No estoy del todo de acuerdo con esta teoría literaria del señor de Hoyos. Pienso que cada obra de arte debe llevar en todas sus partes bien impresa la personalidad del autor.

Sólo cuando el autor hace hablar a sus personajes me parece francamente autorizado a variar y disfrazar su estilo. Cuando él habla por sí mismo paréceme que debe usar su estilo propio.

Todo grande escritor tiene una manera personal de estilo que no varía a cada página, y que igualmente le sirve para describir «una escena de mundano devaneo que una escena de dolor» .

El mismo Hoyos posee un estilo de carácter propio, aunque con esquiveces, alternativas y contrastes. Ese estilo recuerda tal vez, por su variedad, al de Jean Lorrain, que tiene tan felices intuiciones como lamentables ausencias...

Yo creo que el estilo de Hoyos no es aún definitivo. Ha de uniformarse y simplificarse en sus nuevas producciones. Su indisciplinada policromía acabará por regularizar sus líneas fundiendo acaso y esfumando ciertos tintes demasiado llamativos, ciertos clarobscuros demasiado violentos, a veces goyescos, a veces caricaturales.

El talento de este joven escritor se halla en pleno desenvolvimiento, casi diría en plena efervescencia. Parece una fuerza potente encerrada en estrechísima vasija y que pugna por romperla, estallar y difundirse.

Hay en su libro agudísimas notas, páginas realistas, encantadores aciertos, y también parrafadas inacabables, giros inelegantes, frases incorrectas. Codéanse un aristocrático casticismo y un cosmopolitismo exagerado. Se chocan sutiles   —173→   delicadezas de artista decadente y expresiones burdas y triviales...

No podría sin embargo, ni el más taimado crítico, acusar a Hoyos de falta de temperamento artístico. Lo tiene, y de sobra, diríase que para derrochar a diestra y siniestra. Revélase en las páginas de su obra algo más que un retórico: un luchador robusto y decidido. Pero este luchador no ha elegido todavía su arma: usa indistintamente y según los momentos, ya el fino florete francés, ya la pesada espada italiana, ya la maza, o el revólver ¡y hasta la lanza de Don Quijote!
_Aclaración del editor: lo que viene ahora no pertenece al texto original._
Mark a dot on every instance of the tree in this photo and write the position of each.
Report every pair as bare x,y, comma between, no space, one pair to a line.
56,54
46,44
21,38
Las letras castellanas tienen todavía mucho que esperar de ese escritor. Su complejo espíritu en que se revuelven y amalgaman el hidalgo y el snob, el nervioso aristócrata y el sanguíneo arrivista, el hombre de mundo y el hombre de letras, el pensador y el esteta, es un producto típico de nuestra época. Hoyos es un hombre moderno, esencialmente moderno. Se ve que ha nacido y vive en los tiempos del telégrafo sin hilos y del automóvil. No es un escritor naturalista lleno de fuerza y salud a la manera de la señora Pardo Bazán, ni un arcaico caballero a la moderna como Valle-Inclán, ni un resucitado del Renacimiento al modo de Valera, ni un alma rancia y grandiosamente castiza a lo Pereda y Pérez Galdós... Es algo distinto de todo eso, que casi raya en la literatura mórbida de nuestros días, y que resulta un tanto nuevo y casi exótico en España... Es, en una palabra, con sus condiciones y sus defectos, quizás más por sus defectos que por sus condiciones, un hijo genuino del siglo XX.